Module Mset

Multisets

Multisets are a variant of sets where each element may appear several time. The number of occurrences of a given element is called its multiplicity. For instance, the multiset

        {{ a, a, a, b, c, c }}

has three occurrences of element a, one occurrence of element b, and two occurrence of element c. The size of a multiset is the sum of its multiplicities, here 6.

This module implements a persistent data structure for multisets using bitmaps, for multisets small enough to fit in a single machine integer.

The universe (i.e. the elements that can be stored in the multiset and, for each, its maximal multiplicity) has to be provided upfront. Functions over multisets fail if they are given elements not belonging to the universe, or if the capacity of an element is exceeded.

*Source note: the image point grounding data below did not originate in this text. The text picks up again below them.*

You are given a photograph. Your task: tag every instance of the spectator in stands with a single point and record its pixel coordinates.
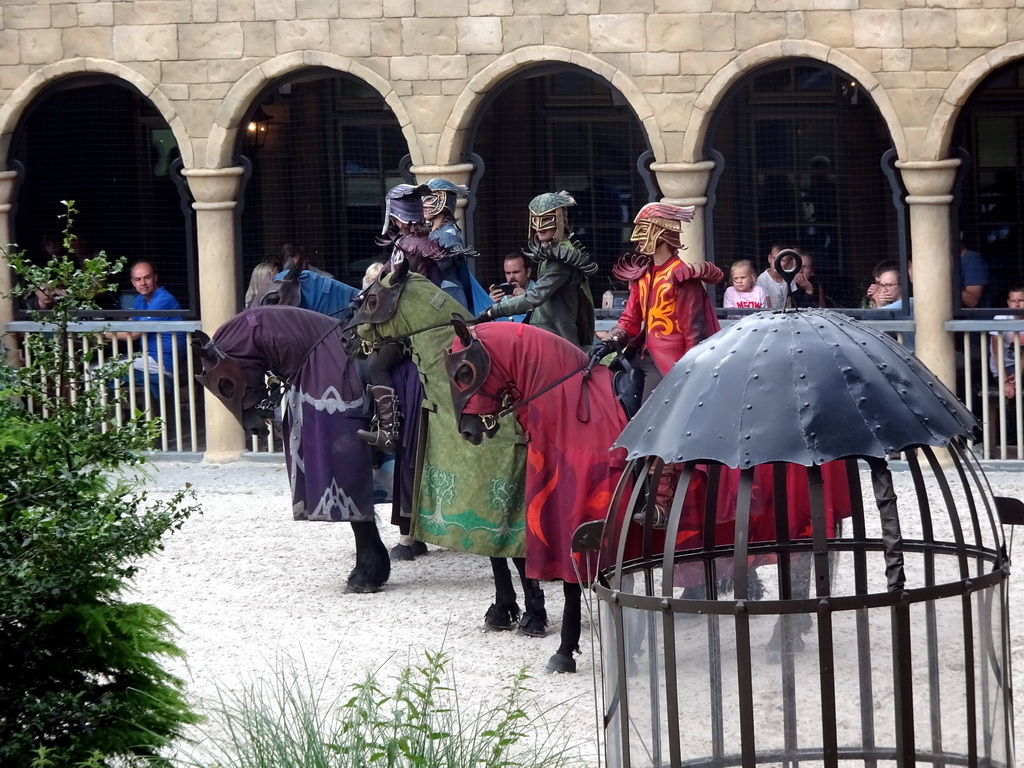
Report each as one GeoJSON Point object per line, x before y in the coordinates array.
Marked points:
{"type": "Point", "coordinates": [744, 293]}
{"type": "Point", "coordinates": [772, 283]}
{"type": "Point", "coordinates": [1003, 342]}
{"type": "Point", "coordinates": [518, 280]}
{"type": "Point", "coordinates": [974, 278]}
{"type": "Point", "coordinates": [807, 292]}
{"type": "Point", "coordinates": [885, 291]}
{"type": "Point", "coordinates": [152, 296]}
{"type": "Point", "coordinates": [261, 276]}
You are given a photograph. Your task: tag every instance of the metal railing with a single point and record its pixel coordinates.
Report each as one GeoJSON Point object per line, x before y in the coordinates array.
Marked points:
{"type": "Point", "coordinates": [173, 398]}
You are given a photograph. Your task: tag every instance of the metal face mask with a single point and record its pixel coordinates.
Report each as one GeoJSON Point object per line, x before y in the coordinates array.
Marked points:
{"type": "Point", "coordinates": [548, 212]}
{"type": "Point", "coordinates": [442, 198]}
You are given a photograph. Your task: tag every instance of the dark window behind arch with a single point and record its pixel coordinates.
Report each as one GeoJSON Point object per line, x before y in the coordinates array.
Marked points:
{"type": "Point", "coordinates": [990, 207]}
{"type": "Point", "coordinates": [101, 143]}
{"type": "Point", "coordinates": [803, 144]}
{"type": "Point", "coordinates": [331, 150]}
{"type": "Point", "coordinates": [549, 129]}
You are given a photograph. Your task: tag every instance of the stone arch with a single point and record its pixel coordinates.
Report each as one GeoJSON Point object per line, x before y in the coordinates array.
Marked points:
{"type": "Point", "coordinates": [12, 110]}
{"type": "Point", "coordinates": [955, 96]}
{"type": "Point", "coordinates": [450, 147]}
{"type": "Point", "coordinates": [720, 85]}
{"type": "Point", "coordinates": [221, 141]}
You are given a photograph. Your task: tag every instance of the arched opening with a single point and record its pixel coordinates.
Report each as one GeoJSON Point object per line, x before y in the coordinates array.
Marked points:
{"type": "Point", "coordinates": [547, 129]}
{"type": "Point", "coordinates": [800, 148]}
{"type": "Point", "coordinates": [101, 143]}
{"type": "Point", "coordinates": [323, 150]}
{"type": "Point", "coordinates": [989, 205]}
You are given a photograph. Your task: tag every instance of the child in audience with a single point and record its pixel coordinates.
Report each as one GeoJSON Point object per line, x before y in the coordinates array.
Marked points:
{"type": "Point", "coordinates": [743, 293]}
{"type": "Point", "coordinates": [1015, 300]}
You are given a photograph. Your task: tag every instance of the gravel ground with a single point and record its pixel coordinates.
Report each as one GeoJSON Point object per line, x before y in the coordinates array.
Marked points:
{"type": "Point", "coordinates": [249, 588]}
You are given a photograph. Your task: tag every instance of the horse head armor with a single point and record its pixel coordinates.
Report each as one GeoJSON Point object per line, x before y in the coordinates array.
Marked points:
{"type": "Point", "coordinates": [245, 394]}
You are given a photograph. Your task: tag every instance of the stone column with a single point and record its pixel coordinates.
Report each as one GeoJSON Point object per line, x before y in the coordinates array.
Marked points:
{"type": "Point", "coordinates": [929, 185]}
{"type": "Point", "coordinates": [6, 279]}
{"type": "Point", "coordinates": [459, 173]}
{"type": "Point", "coordinates": [686, 184]}
{"type": "Point", "coordinates": [215, 192]}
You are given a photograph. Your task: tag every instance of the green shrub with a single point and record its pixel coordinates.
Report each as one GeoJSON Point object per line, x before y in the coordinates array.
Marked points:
{"type": "Point", "coordinates": [286, 723]}
{"type": "Point", "coordinates": [81, 681]}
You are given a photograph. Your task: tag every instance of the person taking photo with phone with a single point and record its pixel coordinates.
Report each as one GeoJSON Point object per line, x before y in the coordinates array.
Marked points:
{"type": "Point", "coordinates": [518, 280]}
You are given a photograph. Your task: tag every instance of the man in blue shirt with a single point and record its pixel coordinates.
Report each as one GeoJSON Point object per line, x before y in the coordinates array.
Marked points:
{"type": "Point", "coordinates": [154, 297]}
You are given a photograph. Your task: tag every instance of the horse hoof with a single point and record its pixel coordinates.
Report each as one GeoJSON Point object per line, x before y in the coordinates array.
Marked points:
{"type": "Point", "coordinates": [358, 584]}
{"type": "Point", "coordinates": [534, 625]}
{"type": "Point", "coordinates": [501, 619]}
{"type": "Point", "coordinates": [561, 664]}
{"type": "Point", "coordinates": [401, 553]}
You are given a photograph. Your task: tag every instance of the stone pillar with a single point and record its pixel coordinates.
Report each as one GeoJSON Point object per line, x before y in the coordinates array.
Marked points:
{"type": "Point", "coordinates": [215, 192]}
{"type": "Point", "coordinates": [459, 173]}
{"type": "Point", "coordinates": [686, 184]}
{"type": "Point", "coordinates": [929, 185]}
{"type": "Point", "coordinates": [6, 279]}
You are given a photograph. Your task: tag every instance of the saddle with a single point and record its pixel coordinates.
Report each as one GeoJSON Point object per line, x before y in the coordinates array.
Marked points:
{"type": "Point", "coordinates": [627, 382]}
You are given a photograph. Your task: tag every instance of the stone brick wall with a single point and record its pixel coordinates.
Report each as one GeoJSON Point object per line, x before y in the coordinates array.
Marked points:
{"type": "Point", "coordinates": [203, 60]}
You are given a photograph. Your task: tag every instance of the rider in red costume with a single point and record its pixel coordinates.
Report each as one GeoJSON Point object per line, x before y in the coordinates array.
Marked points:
{"type": "Point", "coordinates": [668, 306]}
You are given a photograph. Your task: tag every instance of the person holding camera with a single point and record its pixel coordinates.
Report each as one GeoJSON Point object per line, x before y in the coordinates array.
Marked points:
{"type": "Point", "coordinates": [518, 280]}
{"type": "Point", "coordinates": [559, 300]}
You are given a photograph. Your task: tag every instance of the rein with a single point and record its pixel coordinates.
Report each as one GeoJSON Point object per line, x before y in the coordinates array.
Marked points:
{"type": "Point", "coordinates": [312, 347]}
{"type": "Point", "coordinates": [371, 346]}
{"type": "Point", "coordinates": [586, 395]}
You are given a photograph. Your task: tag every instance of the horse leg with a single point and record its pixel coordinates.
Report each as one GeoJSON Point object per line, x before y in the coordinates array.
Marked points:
{"type": "Point", "coordinates": [535, 617]}
{"type": "Point", "coordinates": [373, 566]}
{"type": "Point", "coordinates": [504, 611]}
{"type": "Point", "coordinates": [571, 629]}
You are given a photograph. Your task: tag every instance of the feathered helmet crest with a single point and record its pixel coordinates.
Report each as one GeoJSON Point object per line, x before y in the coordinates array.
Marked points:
{"type": "Point", "coordinates": [548, 212]}
{"type": "Point", "coordinates": [404, 203]}
{"type": "Point", "coordinates": [659, 221]}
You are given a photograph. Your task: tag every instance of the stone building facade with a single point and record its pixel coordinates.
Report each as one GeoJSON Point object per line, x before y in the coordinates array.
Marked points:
{"type": "Point", "coordinates": [204, 65]}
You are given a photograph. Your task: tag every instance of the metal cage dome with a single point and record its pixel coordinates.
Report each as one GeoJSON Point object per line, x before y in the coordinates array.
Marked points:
{"type": "Point", "coordinates": [771, 593]}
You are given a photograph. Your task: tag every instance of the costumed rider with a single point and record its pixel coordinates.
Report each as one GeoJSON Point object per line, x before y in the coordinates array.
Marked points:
{"type": "Point", "coordinates": [439, 212]}
{"type": "Point", "coordinates": [668, 311]}
{"type": "Point", "coordinates": [560, 299]}
{"type": "Point", "coordinates": [407, 231]}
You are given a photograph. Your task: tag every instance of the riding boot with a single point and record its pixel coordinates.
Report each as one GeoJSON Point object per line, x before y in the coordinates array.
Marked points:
{"type": "Point", "coordinates": [535, 619]}
{"type": "Point", "coordinates": [384, 435]}
{"type": "Point", "coordinates": [663, 497]}
{"type": "Point", "coordinates": [563, 659]}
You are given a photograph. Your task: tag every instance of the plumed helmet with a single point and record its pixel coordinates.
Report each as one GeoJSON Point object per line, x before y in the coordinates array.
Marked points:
{"type": "Point", "coordinates": [659, 221]}
{"type": "Point", "coordinates": [442, 197]}
{"type": "Point", "coordinates": [548, 212]}
{"type": "Point", "coordinates": [404, 203]}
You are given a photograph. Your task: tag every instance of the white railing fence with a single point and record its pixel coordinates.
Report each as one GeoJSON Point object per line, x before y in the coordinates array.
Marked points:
{"type": "Point", "coordinates": [174, 395]}
{"type": "Point", "coordinates": [987, 386]}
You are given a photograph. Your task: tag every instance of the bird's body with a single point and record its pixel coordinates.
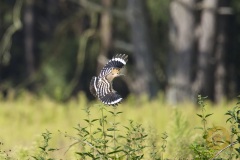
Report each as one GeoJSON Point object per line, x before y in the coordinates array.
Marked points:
{"type": "Point", "coordinates": [101, 86]}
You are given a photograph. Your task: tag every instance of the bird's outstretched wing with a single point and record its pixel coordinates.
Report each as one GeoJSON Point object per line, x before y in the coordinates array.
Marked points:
{"type": "Point", "coordinates": [111, 99]}
{"type": "Point", "coordinates": [117, 61]}
{"type": "Point", "coordinates": [102, 89]}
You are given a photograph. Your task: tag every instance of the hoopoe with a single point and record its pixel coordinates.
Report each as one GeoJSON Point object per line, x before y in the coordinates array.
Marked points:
{"type": "Point", "coordinates": [101, 86]}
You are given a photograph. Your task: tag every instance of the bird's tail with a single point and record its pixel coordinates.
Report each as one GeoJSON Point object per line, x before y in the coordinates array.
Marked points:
{"type": "Point", "coordinates": [112, 99]}
{"type": "Point", "coordinates": [93, 86]}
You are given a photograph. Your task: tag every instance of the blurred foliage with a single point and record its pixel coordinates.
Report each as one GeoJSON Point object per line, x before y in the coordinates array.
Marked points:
{"type": "Point", "coordinates": [32, 116]}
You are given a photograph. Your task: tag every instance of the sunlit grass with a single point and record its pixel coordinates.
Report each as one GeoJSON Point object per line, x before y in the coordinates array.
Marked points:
{"type": "Point", "coordinates": [24, 119]}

module type S = sig ... end

Signature of the multiset data type

module type UNIVERSE = sig ... end

The type for the elements

module Make (X : UNIVERSE) : sig ... end

Functor building an implementation of the multiset structure given an element type.

val chars : (char * int) list -> (module S with type elt = char)

Returns a multiset implementation for a universe of characters.

val of_string : ?filter:(char -> char option) -> string -> (module S with type elt = char)

Returns a multiset implementation for a universe corresponding to the characters of a given string. Characters can be filtered with function filter: a character c is either transformed to another character d with Some d, or filtered out with None. The default filter function ignores blank characters (ASCII codes 9, 10, 12, 13, and 32).

Multisets of uppercase letters (without accents), according to the frequencies of letters in French and English.

module FR : S with type elt = char
module EN : S with type elt = char